All quiet on the western front di Edward Berger: Eccellente adattamento del capolavoro senza tempo di Erich Maria Remarque, che, nonostante una durata faticosa, avvince e convince grazie ad una regia sublime ed un cast affiatato e valido. Il massiccio uso dei campi lunghi, la cruda messa in scena degli avvenimenti, con zero concessioni alla retorica o all’eroismo, l’apprezzabile equidistanza nei confronti dei fronti contrapposti, che permette di concentrare l’attenzione sulla misera vita dei soldati, più che sui giochi politici orditi alle loro spalle, permettono la creazione di momenti e sequenze memorabili (l’arrivo dei carri armati, la fisicità degli scontri nelle trincee, il pellegrinare del protagonista da un campo di battaglia all’altro). C’è qualche perplessità sui dialoghi, non particolarmente ispirati e un po’ troppo “chiaroveggenti”, ma il rilievo non inficia il risultato finale. Non è originale come 1917, ma è “centrato” come e forse più di molti classici del genere. La Germania, giustamente, lo manda agli Oscar. 


La nuit du 12 di Dominik Moll. Una ragazza, mentre torna a casa da sola in piena notte dopo aver partecipato ad una festa, viene aggredita e bruciata viva. Un giovane investigatore prova a dare un volto all’assassino…
Uno di quei thriller/polizieschi che si girano una volta ogni vent’anni, non solo per la capacità di catturare l’attenzione dello spettatore (che peraltro viene informato fin dai titoli di testa che no, il colpevole non sarà mai scoperto), ma per il taglio “esistenzialista” che aumenta il suo peso nella storia, mano a mano che le indagini proseguono. Dominik Moll, perfetto sia in regia che come sceneggiatore (i dialoghi sono eccezionali nella loro semplicità e capacità di svariare tra temi diversissimi), realizza un’acutissima analisi sociologica dei rapporti tra uomo e donna e tra autorità e “cittadini normali”, muovendosi con intelligenza tra gli spazi angusti della centrale di polizia e delle case dei sospettati e quelli, bucolici, delle Alpi che circondano il paesino teatro della vicenda. Cast fantastico, finale incredibile. 


Argentina, 1985 di Santiago Mitre: La dittatura dei militari è caduta e dev’essere celebrato il processo per definire le loro responsabilità.

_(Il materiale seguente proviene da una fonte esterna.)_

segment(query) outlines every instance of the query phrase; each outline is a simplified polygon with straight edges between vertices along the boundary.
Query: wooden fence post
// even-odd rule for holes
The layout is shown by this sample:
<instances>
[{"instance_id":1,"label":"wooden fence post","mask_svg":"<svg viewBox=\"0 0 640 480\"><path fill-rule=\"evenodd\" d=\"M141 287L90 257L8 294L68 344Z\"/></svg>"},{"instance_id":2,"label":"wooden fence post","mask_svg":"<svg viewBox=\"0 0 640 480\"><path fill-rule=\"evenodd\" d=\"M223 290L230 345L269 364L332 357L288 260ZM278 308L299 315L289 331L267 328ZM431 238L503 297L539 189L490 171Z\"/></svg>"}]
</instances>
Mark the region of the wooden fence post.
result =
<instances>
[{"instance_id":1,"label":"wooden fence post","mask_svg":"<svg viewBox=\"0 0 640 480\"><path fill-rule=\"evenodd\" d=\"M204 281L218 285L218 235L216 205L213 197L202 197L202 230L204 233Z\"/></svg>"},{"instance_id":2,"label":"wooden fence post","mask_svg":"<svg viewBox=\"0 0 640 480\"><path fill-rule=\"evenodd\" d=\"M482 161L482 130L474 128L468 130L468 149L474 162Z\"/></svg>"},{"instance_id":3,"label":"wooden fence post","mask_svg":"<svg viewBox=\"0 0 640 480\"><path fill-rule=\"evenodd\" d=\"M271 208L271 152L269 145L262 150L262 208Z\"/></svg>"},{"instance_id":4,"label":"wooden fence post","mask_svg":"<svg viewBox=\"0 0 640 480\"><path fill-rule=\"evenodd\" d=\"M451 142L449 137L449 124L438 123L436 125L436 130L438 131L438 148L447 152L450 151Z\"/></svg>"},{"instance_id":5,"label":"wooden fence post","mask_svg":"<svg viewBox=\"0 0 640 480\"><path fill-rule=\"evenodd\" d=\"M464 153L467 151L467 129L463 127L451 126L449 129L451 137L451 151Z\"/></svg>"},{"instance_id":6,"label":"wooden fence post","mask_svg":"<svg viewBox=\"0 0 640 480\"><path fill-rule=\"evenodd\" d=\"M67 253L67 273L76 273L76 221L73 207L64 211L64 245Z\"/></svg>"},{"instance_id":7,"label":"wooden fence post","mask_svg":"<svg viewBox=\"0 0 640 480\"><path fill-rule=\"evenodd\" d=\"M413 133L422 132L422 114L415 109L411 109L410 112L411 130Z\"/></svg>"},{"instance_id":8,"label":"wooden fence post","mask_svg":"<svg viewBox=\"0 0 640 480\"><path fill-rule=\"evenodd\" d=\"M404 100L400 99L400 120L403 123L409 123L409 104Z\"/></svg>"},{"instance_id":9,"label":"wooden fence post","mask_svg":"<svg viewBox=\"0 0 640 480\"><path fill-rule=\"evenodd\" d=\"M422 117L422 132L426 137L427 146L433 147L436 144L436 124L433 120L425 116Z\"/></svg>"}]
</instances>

La patata bollente va nelle mani del procuratore Julio Strassera, che mette assieme un team di avvocati inesperti ma intraprendenti per trovare le prove dei misfatti compiuti…
Brillante dramedy processuale, che racconta un episodio chiave della storia recente argentina, alternando un registro serio e rigoroso ad altro, più brillante, leggero e ironico. Santiago Mitre riesce a mantenere il film sempre in equilibrio tra dramma storico e commedia grottesca, grazie ad uno script impeccabile e alla solita, titanica prova di Ricardo Alberto Darín (che sta al cinema argentino come Song Kang-ho a quello coreano, io amo incondizionatamente entrambi). L’Argentina lo manda giustamente agli Oscar. 


Raymond & Ray di Rodrigo García: Due fratellastri si ritrovano per organizzare il funerale del padre, che aveva con entrambi un rapporto conflittuale. Sarà l’occasione per tracciare un bilancio delle proprie vite e scoprire lati sconosciuti del defunto genitore…
Scintillante dramedy di Rodrigo García, che sfrutta appieno l’immenso talento dei due protagonisti e confeziona un film delizioso su “vita & morte”, dotato di una leggerezza “orientale” nell’approccio al tema. Script validissimo e valorizzato appieno da McGregor e Hawke, entrambi al top e capaci di creare un’alchimia unica. Si sorride spesso. 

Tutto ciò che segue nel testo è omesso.